Sea cual sea el resultado final de esta marcha militar hace tiempo iniciada en pos de la guerra, que atropella a su paso el débil recuerdo de una idea de paz sin la que, en cuanto telos normativo, resulta inconcebible la resolución de los conflictos que flagelan Oriente Medio y todo lo que le rodea, es menester frenarla antes de que aquélla estalle. Israel mismo podría hacer algo más por la paz si, en lugar de convertirse en adalid de la guerra con Irán, dejase de oprimir a los palestinos y, en negociaciones dignas de ese nombre, se fijaran fronteras justas y la continuidad del territorio palestino, si bien es menester reconocer que en absoluto es el único responsable de semejantes carencias; y también si detuviera los asentamientos en tierra ajena, frenara las correrías de sus gorilas religiosos y dejara de actuar en el teatro del mundo como si fuera actor único y su obra no resultara de interés vital para los espectadores, entre otras posibles acciones.

La paz, con todo, es un problema de la comunidad internacional que ésta debe resolver en su conjunto por medio de las instituciones comunes, por imperfectas que sean. Es obvio que condición preliminar del proceso es la asunción por parte de aquélla, y como cosa propia, de que la seguridad de Israel es un hecho intangible de la que ella se ofrece como garante natural. A partir de ahí deberá desarrollarse el tortuoso proceso de negociación que por fuerza debe acabar estableciendo la paz, cueste lo que cueste, incluso si hay un bando que la rechaza.
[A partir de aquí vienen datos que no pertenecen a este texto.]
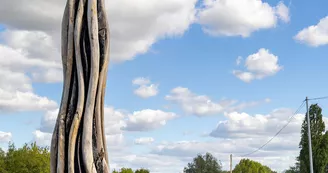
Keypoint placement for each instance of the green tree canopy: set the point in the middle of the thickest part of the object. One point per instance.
(319, 138)
(204, 164)
(250, 166)
(28, 159)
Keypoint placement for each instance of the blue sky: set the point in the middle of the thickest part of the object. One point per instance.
(186, 59)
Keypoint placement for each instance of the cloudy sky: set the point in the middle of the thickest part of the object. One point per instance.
(186, 77)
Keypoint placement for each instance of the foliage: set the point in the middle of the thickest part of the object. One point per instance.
(28, 159)
(294, 169)
(249, 166)
(124, 170)
(319, 140)
(142, 170)
(204, 164)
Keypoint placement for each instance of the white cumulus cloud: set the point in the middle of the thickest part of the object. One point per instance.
(258, 66)
(145, 88)
(202, 105)
(144, 141)
(314, 35)
(148, 119)
(239, 17)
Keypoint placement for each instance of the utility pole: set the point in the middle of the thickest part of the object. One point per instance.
(230, 163)
(309, 134)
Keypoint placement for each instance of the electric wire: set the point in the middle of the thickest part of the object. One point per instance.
(290, 119)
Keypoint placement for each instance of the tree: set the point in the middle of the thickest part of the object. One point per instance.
(2, 161)
(78, 141)
(126, 170)
(204, 164)
(250, 166)
(294, 169)
(319, 140)
(142, 170)
(28, 159)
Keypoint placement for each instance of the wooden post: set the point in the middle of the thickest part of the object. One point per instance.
(78, 141)
(230, 163)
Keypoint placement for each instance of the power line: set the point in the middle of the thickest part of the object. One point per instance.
(319, 98)
(290, 119)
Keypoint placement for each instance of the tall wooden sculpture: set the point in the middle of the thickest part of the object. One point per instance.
(79, 142)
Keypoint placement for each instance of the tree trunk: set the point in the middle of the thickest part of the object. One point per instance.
(78, 141)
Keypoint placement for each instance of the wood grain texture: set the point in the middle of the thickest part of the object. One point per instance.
(79, 142)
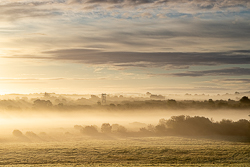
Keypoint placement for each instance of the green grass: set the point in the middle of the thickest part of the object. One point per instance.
(154, 151)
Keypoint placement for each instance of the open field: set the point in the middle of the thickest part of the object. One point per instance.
(144, 151)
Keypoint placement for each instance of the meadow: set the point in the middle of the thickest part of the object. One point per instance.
(71, 150)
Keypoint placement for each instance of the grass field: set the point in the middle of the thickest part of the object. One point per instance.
(143, 151)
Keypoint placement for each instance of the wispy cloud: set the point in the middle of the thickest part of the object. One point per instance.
(220, 72)
(153, 59)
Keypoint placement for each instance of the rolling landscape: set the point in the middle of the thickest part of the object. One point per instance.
(124, 83)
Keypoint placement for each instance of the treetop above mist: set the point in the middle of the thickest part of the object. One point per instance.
(117, 102)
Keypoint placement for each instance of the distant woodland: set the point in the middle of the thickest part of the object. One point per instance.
(176, 125)
(48, 101)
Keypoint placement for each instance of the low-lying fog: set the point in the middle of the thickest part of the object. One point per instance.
(44, 121)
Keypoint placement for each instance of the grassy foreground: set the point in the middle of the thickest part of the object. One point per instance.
(146, 151)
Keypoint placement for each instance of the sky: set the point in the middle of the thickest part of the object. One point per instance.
(124, 46)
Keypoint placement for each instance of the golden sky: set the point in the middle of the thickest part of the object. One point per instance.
(124, 46)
La sociedad internacional habrá demostrado así, al integrar a Israel en su seno, haber aprendido la lección que el Holocausto le legara, y amortizado la deuda de complicidad contraída con la historia por haber abandonado a su soledad, y con ello a la condición de paria errante, al pueblo judío. De paso, habrá puesto fin al aislamiento ontológico de dicho pueblo que la historia parecía haberle legado como destino, y por ende a toda ocasión de servirse del Holocausto como excusa contra la paz o contra el futuro de la Humanidad.